In this work, a novel design of a two-color mid-infrared photoconductor at room temperature exploiting the superposition of different sizes of PbS/ZnS core/shell quantum dots as an absorber is introduced. The designed structure is simulated in the way that it can be fabricated by solution process method. This new approach is adjusted to detect two distinct tunable mid-infrared wavelengths with peaks at the 4 mu m and 5 mu m simultaneously by absorbing the incident photons through intersubband transitions. Two independent energy contacts based on PbS/AlAs core/shell quantum dot structure are deposited on interdigitated contacts for extracting the excited carriers from the active region through the tunneling process. Since the output photocurrent is generated by this resonance tunneling process, the dark current has been notably reduced, therefore the proposed device can operate at high detectivities. To model the proposed two-color photoconductor the developed coupled rate equations and Schrodinger-Poisson equations have been soleved self consistently.

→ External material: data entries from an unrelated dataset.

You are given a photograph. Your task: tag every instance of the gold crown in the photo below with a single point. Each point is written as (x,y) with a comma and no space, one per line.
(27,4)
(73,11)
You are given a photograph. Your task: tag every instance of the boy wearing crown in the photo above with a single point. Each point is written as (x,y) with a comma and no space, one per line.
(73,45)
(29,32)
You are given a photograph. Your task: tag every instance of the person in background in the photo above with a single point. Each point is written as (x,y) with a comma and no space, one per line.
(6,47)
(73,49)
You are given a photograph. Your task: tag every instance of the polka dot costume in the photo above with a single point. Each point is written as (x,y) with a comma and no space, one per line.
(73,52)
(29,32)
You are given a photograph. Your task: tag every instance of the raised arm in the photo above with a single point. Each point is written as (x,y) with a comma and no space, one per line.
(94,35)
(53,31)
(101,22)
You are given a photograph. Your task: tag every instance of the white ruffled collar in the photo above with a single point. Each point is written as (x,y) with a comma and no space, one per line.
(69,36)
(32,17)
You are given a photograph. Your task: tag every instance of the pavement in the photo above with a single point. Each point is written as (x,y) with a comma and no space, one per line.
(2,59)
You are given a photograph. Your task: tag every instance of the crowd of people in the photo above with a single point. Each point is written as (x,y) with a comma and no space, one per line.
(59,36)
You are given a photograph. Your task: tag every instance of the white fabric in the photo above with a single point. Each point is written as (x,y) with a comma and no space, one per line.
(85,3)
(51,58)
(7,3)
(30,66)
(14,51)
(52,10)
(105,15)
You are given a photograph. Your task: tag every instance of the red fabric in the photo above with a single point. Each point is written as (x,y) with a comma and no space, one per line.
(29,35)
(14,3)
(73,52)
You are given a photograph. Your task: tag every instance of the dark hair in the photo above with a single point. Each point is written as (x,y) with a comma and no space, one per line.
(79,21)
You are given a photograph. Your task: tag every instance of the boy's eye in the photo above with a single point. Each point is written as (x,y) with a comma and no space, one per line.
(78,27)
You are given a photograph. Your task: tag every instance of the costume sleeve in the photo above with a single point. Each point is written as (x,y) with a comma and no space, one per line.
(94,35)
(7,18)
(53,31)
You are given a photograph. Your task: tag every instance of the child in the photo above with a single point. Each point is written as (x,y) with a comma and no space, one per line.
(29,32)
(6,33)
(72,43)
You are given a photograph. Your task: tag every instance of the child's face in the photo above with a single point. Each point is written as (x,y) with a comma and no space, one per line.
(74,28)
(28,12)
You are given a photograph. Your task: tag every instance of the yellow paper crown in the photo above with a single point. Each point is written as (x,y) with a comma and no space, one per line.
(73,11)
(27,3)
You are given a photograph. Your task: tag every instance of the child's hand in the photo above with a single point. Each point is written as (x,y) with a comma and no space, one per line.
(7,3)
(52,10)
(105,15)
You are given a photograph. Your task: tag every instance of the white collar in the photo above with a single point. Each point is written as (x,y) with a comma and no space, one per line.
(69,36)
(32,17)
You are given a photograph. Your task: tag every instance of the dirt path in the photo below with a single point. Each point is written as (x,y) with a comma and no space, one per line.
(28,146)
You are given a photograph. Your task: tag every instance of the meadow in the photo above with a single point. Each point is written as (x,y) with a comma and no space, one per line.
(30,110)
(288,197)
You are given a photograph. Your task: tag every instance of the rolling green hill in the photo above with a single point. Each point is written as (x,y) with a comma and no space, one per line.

Based on simulation results by considering non-idealities in the modelling of the proposed device, for the absorption of 5 mu m (channel-1) and 4 mu m (channel-2), the peak responsivity R is about 9 (A/W), and the high specific detectivity D* is obtained 5 x 1011 (cm Hz1/2/W) for both channels. Therefore, this high-detectivity two-color QDIP can be utilized in multiple applications such as wideband spectrum analyzer, night vision technology, multi-wavelength infrared camera, spectroscopy, and battlefield-imaging.